The fourth partner in Ten Thirty One is production designer Keith Greco.

Carbone said the campouts will cost about $200,000 to $250,000 to produce at each stop. Horror fans pay for tickets that go for about $160 to $220 for a 12-hour overnight experience. The attraction, which will stay at each stop for two nights, includes horror movie screenings and scary adventures.

Carbone said Ten Thirty One plans to expand the Haunted Hayride attraction to either New York or San Francisco next year.

Medium Shift

People are still tuning into Los Angeles Dodgers games, but increasingly, they’re doing it on the radio. Clear Channel Communications’ KLAC-AM (570), which broadcasts Dodgers games, has seen its ratings skyrocket.

When the team’s season began last month, KLAC doubled its share of local listeners to 1 percent of the total market, according to ratings firm Arbitron. Meanwhile, Dodgers TV viewership has cratered because 70 percent of the market is shut out of watching games due to a carriage dispute.

On weeknights in April, when many Dodgers games were aired, KLAC’s ratings were up 78 percent compared with April of last year, KPCC reported.

TV ratings for Dodgers broadcasts on newly launched SportsNet LA are down more than 60 percent compared with last year when they were televised on cable on Fox Sports Prime Ticket.

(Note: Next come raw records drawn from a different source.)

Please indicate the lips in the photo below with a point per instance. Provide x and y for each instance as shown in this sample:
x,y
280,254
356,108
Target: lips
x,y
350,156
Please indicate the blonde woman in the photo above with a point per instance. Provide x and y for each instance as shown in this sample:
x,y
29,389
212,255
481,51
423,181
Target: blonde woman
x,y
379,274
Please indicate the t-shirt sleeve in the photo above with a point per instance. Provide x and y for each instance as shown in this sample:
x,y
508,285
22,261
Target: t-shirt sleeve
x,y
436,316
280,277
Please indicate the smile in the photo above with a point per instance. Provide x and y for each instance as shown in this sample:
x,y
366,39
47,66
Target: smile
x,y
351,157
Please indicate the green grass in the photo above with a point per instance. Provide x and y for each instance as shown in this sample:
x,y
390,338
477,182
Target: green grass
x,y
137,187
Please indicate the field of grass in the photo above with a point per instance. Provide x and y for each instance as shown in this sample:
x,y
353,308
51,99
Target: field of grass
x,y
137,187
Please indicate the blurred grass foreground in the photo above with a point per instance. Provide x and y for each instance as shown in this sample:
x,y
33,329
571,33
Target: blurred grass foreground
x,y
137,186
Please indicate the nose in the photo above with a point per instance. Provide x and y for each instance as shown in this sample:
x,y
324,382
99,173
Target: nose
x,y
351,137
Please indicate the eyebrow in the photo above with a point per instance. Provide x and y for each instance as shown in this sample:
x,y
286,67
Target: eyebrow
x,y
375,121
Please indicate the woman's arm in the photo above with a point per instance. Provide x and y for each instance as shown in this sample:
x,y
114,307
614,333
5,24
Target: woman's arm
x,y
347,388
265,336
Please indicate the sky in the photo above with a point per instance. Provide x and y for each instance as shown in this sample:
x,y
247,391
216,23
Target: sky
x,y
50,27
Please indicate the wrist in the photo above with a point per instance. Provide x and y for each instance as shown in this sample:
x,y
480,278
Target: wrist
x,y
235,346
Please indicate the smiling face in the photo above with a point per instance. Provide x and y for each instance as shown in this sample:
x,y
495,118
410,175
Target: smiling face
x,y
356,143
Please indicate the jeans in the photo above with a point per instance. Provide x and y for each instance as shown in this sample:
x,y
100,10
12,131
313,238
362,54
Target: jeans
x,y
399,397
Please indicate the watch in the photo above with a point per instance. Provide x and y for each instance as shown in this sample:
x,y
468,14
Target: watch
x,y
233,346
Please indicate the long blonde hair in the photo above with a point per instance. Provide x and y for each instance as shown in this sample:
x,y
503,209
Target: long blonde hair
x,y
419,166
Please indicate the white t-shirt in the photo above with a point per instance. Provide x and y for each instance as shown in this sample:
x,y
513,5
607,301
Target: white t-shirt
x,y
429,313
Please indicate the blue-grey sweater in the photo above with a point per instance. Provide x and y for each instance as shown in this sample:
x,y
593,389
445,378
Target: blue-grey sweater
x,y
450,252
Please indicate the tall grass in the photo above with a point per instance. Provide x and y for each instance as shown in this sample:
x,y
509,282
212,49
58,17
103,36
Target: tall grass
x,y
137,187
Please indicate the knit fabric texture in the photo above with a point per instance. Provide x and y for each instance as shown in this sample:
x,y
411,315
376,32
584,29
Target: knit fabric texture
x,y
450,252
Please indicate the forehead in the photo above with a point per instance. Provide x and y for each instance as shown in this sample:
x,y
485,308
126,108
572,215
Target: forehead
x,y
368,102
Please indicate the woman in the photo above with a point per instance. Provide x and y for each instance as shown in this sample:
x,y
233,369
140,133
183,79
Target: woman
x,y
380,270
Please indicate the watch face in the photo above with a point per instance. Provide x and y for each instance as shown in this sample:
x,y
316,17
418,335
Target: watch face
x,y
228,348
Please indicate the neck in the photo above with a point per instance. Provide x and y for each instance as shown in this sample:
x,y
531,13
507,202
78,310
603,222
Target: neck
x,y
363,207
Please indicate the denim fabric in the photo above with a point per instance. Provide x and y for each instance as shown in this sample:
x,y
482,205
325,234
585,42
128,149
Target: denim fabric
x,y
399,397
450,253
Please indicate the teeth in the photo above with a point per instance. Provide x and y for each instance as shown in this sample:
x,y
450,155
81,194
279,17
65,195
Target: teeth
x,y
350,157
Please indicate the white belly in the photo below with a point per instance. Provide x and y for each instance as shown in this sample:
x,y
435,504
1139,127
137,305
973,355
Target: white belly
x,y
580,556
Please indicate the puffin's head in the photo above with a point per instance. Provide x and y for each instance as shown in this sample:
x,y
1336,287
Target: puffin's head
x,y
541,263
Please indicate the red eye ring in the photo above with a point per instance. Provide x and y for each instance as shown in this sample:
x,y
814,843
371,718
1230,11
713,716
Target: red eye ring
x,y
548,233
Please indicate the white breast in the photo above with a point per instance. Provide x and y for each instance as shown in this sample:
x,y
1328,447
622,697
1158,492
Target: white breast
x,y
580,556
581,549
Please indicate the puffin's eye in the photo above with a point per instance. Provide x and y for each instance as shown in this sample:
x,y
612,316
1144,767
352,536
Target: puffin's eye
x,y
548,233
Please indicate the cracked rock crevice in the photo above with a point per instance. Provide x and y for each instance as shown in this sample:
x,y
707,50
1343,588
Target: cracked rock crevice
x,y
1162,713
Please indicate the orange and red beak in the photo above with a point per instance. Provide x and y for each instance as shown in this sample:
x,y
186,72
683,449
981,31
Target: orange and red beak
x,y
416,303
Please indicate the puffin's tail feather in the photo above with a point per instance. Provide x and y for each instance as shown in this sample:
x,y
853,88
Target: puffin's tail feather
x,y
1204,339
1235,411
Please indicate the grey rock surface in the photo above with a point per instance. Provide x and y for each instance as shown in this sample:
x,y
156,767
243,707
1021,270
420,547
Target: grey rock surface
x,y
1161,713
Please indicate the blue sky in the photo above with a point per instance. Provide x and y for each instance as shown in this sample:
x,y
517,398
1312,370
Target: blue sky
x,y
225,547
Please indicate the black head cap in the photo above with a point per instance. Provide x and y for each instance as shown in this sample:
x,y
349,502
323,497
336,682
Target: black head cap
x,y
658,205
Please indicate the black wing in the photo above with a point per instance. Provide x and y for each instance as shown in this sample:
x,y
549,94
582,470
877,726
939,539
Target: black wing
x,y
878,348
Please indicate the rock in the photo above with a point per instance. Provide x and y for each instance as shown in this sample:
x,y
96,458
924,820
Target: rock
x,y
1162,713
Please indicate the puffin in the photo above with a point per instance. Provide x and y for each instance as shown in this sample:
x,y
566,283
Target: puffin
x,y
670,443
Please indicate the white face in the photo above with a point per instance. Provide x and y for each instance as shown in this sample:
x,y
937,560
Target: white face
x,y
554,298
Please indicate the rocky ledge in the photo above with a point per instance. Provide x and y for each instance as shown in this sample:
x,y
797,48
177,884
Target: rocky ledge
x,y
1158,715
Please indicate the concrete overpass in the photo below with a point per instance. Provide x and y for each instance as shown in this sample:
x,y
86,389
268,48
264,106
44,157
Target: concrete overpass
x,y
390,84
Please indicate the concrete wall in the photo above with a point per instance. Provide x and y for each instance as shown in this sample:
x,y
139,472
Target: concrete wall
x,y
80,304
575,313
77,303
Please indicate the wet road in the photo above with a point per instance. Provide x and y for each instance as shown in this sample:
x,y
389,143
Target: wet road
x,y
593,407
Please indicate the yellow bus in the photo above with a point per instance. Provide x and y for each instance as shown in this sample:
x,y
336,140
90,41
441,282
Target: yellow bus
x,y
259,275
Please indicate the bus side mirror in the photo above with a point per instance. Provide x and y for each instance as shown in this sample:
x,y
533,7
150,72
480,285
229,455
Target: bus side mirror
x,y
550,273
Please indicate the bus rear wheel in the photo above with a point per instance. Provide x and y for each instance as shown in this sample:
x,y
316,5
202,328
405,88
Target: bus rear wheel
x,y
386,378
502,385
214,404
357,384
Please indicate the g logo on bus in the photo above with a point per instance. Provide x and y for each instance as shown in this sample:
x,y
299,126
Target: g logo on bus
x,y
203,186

The carriage dispute between Time Warner Cable, which operates SportsNet LA, and the other pay-TV operators has shown no signs of letting up. DirecTV and other local carriers have said they aren’t losing enough customers to force them to pick up the channel at Time Warner’s asking price of between $4 and $5 a subscriber.

KLAC executives did not return a call for this article, but it’s likely they aren’t complaining about the TV standoff.

Más Fútbol

ImpreMedia of New York, the parent company of L.A. Spanish-language newspaper La Opinion, has launched a print supplement to cover the upcoming World Cup soccer competition in Brazil.

Called Quiero Más Fútbol, the insert began publication earlier this month and is now being included each Friday in La Opinion.

It’s an expansion of a digital initiative by the same name that was launched in December to preview the cup and cover other international matches. The idea was to provide more extensive coverage of the event, with contributions from staff in Brazil and elsewhere.

ImpreMedia, which also distributes the supplement in its New York paper, El Diario, said in a statement that demand for World Cup coverage is apparent since about 25 percent of Hispanics have watched international soccer in the past year. The company has also done research showing that about one-third of its readership has played soccer in the last year.

Comings and Goings

Santa Monica public radio station KCRW-FM (89.9) has hired Jill Smayo as development director and Micah Greenberg as director of business development. … Beverly Hills branding and licensing company Epic Rights has named Juli Boylan executive vice president of global strategic partnerships and licensing, and Lisa Streff senior vice president of licensing. … News site Mashable has hired Judah Wiedre as advertising director for Los Angeles and Southern California.